大腸がん検診の語り

インタビュー23:プロフィール

沼田さん(仮名)は35年前下痢が40日続いたことがあった。近所の開業医にかかっていたが白血病かもしれないと言われて医師に不信を覚え、検査専門の病院に移った。しかしそこでも、腸の検査はせずに1か月が過ぎたころ、夜に突然便意をもよおしトイレに行くと真っ黒な血の塊が二つおりきてきた。紙に取ってビニールに包み、冷蔵庫に入れ、翌朝病院に持っていくとすぐに大腸の検査をしてくれた。この時は内視鏡検査ではなくバリウムを入れる(注腸)検査だった。医師は驚いた声をあげ、沼田さん自身も「自分の体がすごいことになっている」と自覚した。医師に「自分も病院を探すけれどあなたもほうぼう当たりなさい」と言われ、実家の近くの病院を含めて検討したが、その頃には遠方に行く体力もなく結局自宅から近い病院を知り合いから紹介され、そちらに行った。そこでも検査をしてもらい、すぐに入院となった。
入院した病院で、インターンを終えたばかりの若い医師が沼田さんの手術を担当したいと名乗りをあげた。お酒もたばこもやらない普通の主婦がこのような病気になったのを可愛そうに思ったのかもしれない。胃の下から患部である上行結腸まで30センチほど大腸を切った。当時としては大手術で看護師さんたちも気を遣ってくれたが、これまでに痔と指の手術をしており、その時経験した非常に強い痛みに比べれば耐えられるものだった。退院する時に、担当の医師が「この病気はストレスが90%の病気だから、ストレスをためないようにしなさい」と言っていたのが心に残っている。家族で仕事をしていることから、舅姑、義妹二人と同居し家事は自分が全てやっていた。夫は毎日見舞いに来てくれたものの、夫の家族は50日の入院の間一度も来なかった。病院のスタッフはそうしたことから自分の生活状況を察したのかもしれない。
医師とはこの後も良い関係が続いた。退院後、一度再発が疑われたことがあったが大事には至らず、基本的には1年に1度の内視鏡検査を続けてきた。ポリープが見つかったこともあったので、年に2回したこともある。これまでの35年間で45回以上は内視鏡検査をしたのではないだろうか。最近は麻酔ができるようになったので検査が楽になったが、痛みがあるということは検査が上手くいかない時にわかるきっかけになるので大切だと思っている。退院後は強い抗がん剤を使ったこともあったが副作用のため断念し、医師に処方された薬を10年ほど飲んだのち、「ここまできたら、がんの芽はどこにもない」「これからはからだを丈夫にする薬にしようね」と言われ、漢方(霊芝)に切り替えた。飲み始めてから、12年ほどで薬事法が変わり医師からその漢方が処方されなくなるまで飲み続けた。
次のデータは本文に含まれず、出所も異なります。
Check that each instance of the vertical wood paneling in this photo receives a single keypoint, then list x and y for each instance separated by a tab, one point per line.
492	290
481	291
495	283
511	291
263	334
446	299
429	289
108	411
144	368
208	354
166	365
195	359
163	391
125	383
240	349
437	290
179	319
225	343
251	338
今は医師の息子が開業しており、そこに通っている。これまで正面切って「がんだ」と言われたことはないが、それは医師の繊細さ故だと思っている。
義妹二人は結婚し、夫、舅、姑を看取って家業を続けつつ一人暮らしの毎日になった。もともと料理は好きで、食材にも気を配っている。ただ、健康を維持する方法は人のまねをすれば良いというものではない。自分に合った方法で快適に過ごせる術を身に着ける方が大切だと思っている。